New tax treaty between France and Belgium – Transfer of tax residence and sale of shares – The tax administration may follow you

New tax treaty between France and Belgium – Transfer of tax residence and sale of shares – The tax administration may follow you

The currently applicable double tax treaty between France and Belgium was concluded in 1964 and has been amended many times until 2009. After several years of negotiations, Belgium and France finally signed a new double tax treaty (hereafter, the “new Treaty”). The 1964 Treaty remains applicable until the new Treaty has been ratified by the French and Belgian parliaments. Assuming the ratification occurs in 2022, the new Treaty will be fully applicable from 1 January 2023

Tax experts from Mazars Société d’Avocats (France) and Cazimir (Belgium) have analyzed the potential impacts of the changes of the new Treaty for their clients.

In this article, we will focus on the situation of individuals, French tax residents and shareholders of a French company who consider transferring their personal tax residence to Belgium.

We are with Mr. and Mrs. Dupont. They are French nationals. They have lived in France their entire life, where they developed a successful French company. Their 100% shareholding is worth around €5M. They intend to move permanently to Belgium, an important market for the company, but also where their daughter Camille lives. They are close to retirement and are contemplating to sell the shares in the company in the near future.

Transfer of tax residence from France to Belgium – Consequences on the taxation of the future sale of shares?

When Mr. and Mrs. Dupont left France, the transfer of their tax residence out of France triggered the taxation (individual income tax and social surcharges of around 30%) of the latent capital gain on the shares upon departure.
However, for transfers within the EU, an automatic deferral of payment applies.

If the couple sells its shares whilst being tax resident of Belgium, timing will be of essence:

According to French domestic law, France is entitled to tax the sale of shares realized by the Dupont’s in application of two different mechanisms.

  • In application of article 244 bis B of the French tax code: the capital gain realized upon the sale of shares of a French company is fully taxable in France (the whole capital gain) in the event the sellers hold a substantial shareholding (>25% );

  • In application of the French exit tax mechanism: the latent capital gain becomes taxable if the shares are effectively sold within a 5-years period following the transfer of the tax residence.
    After this period, the exit tax is waived.

In Belgium, on the other hand, the tax treatment is significantly more favorable: capital gains on shares realized within the scope of the normal management of one’s private estate (and that do not qualify as professional income) are not taxable.

Since this is not merely a French (or Belgian) domestic situation but a cross border one, the tax regime applicable to the sale of Mr. and Mrs. Dupont’s shares of their French company after they became Belgian tax residents, is subject to the provisions of the double tax treaty concluded between France and Belgium.
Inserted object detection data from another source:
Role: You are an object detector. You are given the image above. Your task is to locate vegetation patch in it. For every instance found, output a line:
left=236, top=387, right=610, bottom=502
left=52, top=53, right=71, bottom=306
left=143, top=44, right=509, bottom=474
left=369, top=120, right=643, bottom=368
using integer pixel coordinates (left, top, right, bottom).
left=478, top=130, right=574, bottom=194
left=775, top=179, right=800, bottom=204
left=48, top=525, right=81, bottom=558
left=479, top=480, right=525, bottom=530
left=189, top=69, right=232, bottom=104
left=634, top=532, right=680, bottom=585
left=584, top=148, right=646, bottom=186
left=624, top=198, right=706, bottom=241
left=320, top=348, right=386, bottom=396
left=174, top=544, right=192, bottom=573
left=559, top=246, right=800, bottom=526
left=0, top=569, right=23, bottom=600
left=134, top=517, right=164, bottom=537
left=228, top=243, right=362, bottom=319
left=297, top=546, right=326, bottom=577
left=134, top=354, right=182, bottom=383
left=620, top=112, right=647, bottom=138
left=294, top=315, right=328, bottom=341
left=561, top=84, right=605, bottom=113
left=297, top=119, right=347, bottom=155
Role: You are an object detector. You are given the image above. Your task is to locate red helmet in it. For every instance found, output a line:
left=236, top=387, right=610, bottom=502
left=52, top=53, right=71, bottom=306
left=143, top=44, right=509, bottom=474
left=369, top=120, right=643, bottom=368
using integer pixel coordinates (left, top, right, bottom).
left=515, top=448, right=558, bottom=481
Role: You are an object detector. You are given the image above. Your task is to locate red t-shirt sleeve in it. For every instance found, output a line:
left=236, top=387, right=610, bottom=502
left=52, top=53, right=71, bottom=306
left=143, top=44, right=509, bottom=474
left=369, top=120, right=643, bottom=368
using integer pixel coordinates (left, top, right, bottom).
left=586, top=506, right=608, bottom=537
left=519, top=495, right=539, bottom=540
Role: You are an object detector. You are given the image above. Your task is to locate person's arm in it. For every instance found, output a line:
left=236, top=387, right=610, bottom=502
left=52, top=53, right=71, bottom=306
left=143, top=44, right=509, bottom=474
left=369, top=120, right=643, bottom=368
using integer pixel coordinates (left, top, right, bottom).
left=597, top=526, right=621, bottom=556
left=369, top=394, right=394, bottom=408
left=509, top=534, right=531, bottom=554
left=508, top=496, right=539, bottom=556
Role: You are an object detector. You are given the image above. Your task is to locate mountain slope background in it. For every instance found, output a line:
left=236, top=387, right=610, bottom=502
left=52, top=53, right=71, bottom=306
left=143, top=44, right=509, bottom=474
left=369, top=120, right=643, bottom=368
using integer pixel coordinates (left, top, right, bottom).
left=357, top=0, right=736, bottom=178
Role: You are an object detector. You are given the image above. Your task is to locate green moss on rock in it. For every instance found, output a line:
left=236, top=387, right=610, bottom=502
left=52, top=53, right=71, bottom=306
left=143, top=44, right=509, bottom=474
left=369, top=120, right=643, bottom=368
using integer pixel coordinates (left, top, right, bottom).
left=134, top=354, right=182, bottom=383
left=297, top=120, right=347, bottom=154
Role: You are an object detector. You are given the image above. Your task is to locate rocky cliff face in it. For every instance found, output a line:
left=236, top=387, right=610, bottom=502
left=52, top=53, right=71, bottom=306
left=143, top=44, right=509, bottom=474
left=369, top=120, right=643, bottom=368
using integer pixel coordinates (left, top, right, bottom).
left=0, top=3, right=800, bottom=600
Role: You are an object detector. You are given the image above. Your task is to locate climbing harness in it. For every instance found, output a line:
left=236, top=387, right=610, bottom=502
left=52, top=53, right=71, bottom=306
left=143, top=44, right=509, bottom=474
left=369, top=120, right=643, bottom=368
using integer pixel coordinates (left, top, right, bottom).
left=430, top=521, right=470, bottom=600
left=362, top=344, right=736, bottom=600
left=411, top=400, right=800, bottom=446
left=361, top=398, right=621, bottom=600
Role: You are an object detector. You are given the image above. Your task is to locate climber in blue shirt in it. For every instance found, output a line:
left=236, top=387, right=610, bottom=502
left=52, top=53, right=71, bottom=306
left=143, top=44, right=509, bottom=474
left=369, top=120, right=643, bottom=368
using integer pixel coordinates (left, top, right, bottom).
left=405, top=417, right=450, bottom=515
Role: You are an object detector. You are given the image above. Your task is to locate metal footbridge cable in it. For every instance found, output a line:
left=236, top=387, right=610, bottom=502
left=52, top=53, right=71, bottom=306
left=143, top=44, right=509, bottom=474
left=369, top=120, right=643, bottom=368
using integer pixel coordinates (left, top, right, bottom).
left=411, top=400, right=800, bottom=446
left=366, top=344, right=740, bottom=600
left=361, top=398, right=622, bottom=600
The current Treaty does not contain a specific provision that deals with capital gains in general and/or on substantial shareholdings. Article 18 of this Treaty specifies that types of income that are not covered explicitly in the earlier provisions are solely taxable in the residence state.

Combining both the internal law and the current Treaty at the case at hand, this would imply for Mr. and Mrs. Dupont that a sale:

  • within the 5 first years following the transfer of tax residence will trigger the payment of the French exit tax. The taxable basis only includes the capital gain accrued until the move out of France. The applicable tax will be around 30% (income tax and social surcharges included). The capital gain related to the period after the move out of France is neither taxable in France as the current Treaty prevents France from applying its taxes according to article 244 bis B mentioned above, nor in Belgium (assuming that the capital gain falls within the scope of the normal management of one’s private estate).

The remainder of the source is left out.